The legislation then defined everything else as “nonwage compensation,” ranging from sick pay, vacation pay and severance benefits to commissions, pension contributions and maternity leave. More to the point, the legislation dictated that local governments cannot approve any forms of “nonwage compensation” beyond what is already required by law.
In seeking to defend the 2016 law, Attorney General Mark Brnovich conceded that what voters approved does allow cities to set their own minimum wages and benefits.
But he argued that the word “benefits” somehow does not apply to things like paid time off but instead only “the advantage or privilege something gives.” And Brnovich even suggested that the judges read the word “benefits” – the thing the initiative says lawmakers cannot regulate – as the word “protections.”
Appellate Judge Jennifer Campbell wrote that is not logical, saying the state’s interpretation of the statute “makes even less sense.” And the judge rejected the whole effort by Brnovich to come up with some alternate meaning.

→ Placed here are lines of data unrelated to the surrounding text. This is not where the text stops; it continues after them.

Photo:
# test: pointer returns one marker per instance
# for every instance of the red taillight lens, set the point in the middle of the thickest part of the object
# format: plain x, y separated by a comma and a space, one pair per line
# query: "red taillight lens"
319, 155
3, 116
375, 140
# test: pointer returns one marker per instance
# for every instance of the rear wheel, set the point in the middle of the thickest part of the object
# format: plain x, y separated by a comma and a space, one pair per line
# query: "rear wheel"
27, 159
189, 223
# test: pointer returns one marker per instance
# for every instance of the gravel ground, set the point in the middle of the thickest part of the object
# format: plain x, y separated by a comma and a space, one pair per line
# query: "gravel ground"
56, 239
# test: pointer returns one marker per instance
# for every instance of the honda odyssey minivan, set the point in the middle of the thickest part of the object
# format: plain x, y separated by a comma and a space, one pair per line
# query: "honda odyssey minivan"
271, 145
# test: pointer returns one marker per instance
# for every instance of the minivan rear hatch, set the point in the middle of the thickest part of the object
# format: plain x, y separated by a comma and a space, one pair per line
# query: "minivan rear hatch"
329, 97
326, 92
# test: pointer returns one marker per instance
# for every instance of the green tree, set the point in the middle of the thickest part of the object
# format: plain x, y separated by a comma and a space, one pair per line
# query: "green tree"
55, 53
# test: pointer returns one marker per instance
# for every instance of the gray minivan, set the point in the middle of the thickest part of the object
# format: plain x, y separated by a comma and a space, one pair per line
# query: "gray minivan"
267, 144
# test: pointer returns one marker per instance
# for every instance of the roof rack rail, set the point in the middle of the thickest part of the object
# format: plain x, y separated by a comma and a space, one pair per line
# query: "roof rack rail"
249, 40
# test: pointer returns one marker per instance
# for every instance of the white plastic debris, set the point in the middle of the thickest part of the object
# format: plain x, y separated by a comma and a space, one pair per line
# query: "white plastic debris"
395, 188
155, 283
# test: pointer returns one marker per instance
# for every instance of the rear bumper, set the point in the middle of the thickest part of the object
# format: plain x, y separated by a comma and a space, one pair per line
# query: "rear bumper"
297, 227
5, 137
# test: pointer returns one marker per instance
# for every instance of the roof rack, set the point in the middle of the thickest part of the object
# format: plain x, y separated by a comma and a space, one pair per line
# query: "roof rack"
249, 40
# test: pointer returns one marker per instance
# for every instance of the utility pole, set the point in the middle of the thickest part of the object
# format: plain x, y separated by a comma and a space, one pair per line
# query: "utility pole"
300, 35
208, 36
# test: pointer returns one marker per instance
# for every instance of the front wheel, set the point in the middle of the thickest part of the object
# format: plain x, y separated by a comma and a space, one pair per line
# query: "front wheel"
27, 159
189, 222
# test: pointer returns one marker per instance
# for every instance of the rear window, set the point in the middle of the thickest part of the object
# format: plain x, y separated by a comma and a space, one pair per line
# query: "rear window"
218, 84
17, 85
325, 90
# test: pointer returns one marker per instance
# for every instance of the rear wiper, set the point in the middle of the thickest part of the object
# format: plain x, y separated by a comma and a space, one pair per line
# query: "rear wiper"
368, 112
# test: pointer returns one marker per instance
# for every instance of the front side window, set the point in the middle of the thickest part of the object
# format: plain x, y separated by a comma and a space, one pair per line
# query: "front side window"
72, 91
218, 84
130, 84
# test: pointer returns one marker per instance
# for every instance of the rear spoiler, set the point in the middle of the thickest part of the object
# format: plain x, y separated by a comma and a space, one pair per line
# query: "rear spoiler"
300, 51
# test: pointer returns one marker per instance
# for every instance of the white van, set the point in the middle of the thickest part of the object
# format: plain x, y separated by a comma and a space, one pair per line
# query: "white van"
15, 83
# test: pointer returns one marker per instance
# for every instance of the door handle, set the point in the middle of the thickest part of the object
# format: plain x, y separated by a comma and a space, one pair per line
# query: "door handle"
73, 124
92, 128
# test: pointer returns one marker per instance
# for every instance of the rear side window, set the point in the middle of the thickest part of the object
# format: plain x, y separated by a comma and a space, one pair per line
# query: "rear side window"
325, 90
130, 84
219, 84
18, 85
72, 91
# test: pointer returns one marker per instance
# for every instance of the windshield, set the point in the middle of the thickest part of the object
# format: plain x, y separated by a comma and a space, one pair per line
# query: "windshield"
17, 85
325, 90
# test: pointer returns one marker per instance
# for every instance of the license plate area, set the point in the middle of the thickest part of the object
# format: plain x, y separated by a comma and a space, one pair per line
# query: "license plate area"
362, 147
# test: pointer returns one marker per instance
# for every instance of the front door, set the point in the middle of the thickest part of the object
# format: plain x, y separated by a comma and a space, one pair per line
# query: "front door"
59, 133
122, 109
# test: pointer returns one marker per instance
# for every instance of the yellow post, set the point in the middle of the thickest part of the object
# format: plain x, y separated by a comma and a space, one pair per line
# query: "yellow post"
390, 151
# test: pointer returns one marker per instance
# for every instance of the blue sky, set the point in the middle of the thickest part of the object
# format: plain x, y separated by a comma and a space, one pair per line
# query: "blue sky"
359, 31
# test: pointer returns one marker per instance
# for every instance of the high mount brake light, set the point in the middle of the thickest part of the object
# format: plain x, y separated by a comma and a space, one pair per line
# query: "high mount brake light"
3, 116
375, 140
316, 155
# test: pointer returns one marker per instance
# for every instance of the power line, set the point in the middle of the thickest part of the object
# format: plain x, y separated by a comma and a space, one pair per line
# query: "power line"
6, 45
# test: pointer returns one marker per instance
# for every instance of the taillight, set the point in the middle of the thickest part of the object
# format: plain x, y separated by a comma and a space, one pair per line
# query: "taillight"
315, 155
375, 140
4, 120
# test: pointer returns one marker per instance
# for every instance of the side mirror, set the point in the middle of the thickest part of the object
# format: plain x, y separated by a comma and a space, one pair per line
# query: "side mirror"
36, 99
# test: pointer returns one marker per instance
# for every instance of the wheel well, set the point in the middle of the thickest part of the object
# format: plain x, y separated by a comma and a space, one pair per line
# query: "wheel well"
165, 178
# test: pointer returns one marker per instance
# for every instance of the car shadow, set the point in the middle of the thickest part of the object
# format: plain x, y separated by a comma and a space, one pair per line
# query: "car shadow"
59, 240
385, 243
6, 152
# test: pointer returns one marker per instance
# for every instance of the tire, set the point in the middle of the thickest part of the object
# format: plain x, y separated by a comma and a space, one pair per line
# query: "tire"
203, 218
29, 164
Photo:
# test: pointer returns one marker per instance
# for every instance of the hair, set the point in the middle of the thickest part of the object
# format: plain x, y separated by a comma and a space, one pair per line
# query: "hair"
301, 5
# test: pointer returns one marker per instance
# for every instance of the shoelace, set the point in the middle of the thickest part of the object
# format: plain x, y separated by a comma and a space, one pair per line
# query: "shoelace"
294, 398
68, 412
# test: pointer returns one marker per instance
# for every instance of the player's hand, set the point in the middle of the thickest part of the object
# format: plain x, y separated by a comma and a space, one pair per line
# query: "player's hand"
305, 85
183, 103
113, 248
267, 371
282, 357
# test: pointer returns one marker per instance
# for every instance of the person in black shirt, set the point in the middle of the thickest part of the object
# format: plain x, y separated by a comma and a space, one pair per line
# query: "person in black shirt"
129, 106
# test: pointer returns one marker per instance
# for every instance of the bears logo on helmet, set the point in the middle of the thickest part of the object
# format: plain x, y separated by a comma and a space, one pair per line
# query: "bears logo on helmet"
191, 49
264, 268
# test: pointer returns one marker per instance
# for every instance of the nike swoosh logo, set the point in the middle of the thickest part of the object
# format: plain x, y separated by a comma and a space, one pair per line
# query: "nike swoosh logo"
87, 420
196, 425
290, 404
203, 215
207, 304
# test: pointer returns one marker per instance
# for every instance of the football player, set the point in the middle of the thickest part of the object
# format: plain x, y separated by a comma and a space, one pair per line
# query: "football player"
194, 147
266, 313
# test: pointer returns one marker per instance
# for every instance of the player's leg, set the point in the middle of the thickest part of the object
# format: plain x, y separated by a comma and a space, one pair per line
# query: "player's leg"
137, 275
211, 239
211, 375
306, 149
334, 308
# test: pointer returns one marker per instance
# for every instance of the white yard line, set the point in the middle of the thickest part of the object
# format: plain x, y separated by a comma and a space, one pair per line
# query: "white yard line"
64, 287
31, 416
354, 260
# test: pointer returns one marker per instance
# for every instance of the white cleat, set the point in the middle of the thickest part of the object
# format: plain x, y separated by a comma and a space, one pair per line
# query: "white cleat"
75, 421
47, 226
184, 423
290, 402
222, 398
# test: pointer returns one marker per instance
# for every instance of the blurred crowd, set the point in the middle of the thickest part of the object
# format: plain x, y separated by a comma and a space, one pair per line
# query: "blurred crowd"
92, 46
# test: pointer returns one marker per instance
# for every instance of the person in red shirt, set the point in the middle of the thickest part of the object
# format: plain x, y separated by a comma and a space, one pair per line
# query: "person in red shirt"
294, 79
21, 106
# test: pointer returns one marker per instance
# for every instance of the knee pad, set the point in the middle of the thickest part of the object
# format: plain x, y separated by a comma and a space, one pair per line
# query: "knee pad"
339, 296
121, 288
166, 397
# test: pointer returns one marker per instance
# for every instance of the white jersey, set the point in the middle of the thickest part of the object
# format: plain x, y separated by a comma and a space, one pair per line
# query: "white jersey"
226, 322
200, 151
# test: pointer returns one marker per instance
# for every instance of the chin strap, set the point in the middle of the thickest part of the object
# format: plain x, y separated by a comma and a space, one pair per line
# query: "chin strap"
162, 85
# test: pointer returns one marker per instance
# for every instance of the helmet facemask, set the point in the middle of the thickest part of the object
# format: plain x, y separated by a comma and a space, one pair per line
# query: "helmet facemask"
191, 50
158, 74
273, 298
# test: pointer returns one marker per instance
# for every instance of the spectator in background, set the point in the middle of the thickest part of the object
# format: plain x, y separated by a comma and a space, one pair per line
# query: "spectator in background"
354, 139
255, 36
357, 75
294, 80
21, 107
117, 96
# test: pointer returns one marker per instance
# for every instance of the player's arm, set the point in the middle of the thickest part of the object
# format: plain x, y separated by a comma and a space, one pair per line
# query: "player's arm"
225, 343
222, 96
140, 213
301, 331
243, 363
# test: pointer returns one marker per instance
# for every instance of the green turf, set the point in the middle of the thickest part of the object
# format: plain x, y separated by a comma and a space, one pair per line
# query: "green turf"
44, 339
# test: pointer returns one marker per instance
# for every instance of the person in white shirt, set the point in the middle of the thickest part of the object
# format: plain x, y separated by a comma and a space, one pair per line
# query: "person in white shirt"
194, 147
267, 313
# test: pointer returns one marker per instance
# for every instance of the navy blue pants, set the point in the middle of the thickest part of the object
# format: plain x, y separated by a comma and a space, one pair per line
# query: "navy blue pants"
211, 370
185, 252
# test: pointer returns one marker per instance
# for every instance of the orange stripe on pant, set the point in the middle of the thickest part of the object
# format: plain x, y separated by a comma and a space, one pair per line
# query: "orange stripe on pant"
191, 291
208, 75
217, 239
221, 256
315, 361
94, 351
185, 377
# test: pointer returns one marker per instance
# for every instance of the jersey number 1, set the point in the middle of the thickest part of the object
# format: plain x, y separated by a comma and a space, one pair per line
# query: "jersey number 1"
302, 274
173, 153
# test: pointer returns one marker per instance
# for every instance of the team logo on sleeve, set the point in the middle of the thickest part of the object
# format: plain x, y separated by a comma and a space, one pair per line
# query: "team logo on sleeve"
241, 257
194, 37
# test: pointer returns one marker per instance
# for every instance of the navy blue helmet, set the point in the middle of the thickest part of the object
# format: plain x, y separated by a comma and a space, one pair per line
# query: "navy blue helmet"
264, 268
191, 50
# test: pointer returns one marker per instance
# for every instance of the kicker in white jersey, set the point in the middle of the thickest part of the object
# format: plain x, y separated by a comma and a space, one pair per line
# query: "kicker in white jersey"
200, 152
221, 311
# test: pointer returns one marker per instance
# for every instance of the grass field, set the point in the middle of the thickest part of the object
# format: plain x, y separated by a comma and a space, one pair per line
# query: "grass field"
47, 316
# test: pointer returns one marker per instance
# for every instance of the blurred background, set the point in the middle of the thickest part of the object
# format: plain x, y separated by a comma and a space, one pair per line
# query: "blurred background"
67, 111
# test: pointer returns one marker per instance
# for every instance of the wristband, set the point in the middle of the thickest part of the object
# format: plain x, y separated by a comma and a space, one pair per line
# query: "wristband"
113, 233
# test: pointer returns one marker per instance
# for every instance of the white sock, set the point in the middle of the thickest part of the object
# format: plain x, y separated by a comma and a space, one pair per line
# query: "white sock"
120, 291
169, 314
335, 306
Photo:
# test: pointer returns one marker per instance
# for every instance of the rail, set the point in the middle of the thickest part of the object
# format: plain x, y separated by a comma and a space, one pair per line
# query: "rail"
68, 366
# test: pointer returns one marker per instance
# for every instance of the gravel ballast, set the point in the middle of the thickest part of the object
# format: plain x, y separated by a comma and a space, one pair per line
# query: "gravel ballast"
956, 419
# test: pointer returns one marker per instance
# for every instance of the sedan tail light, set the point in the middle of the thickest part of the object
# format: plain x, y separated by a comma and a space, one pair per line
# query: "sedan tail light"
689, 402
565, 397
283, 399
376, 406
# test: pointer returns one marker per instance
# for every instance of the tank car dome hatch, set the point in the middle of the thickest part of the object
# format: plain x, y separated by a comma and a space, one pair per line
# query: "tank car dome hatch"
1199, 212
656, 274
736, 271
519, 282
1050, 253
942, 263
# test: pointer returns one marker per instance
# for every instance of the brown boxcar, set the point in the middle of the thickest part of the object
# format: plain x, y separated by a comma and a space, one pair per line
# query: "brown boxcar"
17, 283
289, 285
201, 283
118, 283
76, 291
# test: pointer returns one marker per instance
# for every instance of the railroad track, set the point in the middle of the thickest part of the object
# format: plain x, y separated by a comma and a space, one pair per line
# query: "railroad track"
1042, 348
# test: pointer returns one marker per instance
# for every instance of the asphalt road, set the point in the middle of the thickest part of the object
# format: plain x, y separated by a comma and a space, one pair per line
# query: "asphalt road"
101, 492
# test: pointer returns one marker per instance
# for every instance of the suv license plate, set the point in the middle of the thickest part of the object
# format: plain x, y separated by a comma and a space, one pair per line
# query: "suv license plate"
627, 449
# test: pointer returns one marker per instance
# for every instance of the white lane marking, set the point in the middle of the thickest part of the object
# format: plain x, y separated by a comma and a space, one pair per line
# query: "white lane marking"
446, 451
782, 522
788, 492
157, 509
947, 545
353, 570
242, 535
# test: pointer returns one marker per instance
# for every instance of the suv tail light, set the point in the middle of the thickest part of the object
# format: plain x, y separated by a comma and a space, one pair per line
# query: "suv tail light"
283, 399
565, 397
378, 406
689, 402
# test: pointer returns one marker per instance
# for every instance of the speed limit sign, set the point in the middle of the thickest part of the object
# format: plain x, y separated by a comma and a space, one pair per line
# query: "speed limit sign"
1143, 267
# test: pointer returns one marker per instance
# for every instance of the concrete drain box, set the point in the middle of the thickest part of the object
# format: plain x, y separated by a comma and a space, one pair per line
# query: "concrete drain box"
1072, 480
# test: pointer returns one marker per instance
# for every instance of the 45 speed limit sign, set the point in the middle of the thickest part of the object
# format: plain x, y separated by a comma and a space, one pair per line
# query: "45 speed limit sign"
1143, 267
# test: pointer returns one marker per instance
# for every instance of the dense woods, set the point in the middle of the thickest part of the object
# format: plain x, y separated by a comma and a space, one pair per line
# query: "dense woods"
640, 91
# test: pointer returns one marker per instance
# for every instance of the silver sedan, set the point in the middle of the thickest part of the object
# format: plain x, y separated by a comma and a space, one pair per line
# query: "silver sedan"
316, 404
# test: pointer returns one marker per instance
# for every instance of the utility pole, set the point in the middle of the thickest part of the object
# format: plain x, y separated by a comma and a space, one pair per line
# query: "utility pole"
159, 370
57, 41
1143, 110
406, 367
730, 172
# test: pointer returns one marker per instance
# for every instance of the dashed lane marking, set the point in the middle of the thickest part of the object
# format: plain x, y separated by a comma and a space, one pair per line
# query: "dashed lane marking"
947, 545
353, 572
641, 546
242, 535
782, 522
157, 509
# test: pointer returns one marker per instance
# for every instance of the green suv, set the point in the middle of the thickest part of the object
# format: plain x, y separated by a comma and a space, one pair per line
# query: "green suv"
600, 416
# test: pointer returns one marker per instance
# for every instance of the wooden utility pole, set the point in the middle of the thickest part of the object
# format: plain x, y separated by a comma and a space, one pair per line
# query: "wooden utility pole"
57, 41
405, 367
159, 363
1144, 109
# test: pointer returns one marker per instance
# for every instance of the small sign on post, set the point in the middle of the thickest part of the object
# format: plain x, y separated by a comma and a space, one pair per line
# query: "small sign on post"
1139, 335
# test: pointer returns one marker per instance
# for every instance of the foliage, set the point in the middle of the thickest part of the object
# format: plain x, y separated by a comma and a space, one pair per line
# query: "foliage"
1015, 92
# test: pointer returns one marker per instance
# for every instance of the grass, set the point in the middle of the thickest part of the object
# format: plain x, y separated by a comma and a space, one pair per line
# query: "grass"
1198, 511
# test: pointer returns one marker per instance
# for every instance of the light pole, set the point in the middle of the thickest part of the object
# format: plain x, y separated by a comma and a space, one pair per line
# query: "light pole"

“Because the text of the statute is unambiguous, our statutory interpretation stops at the plain meaning of the words,” she wrote. And using that as a test, she said the GOP-approved law is illegal.
The August 28 ruling does more than preserve the right of cities to set fringe benefit standards. It also means state taxpayers will pick up the tab for the private attorney hired by the Democrat lawmakers in their legal fight.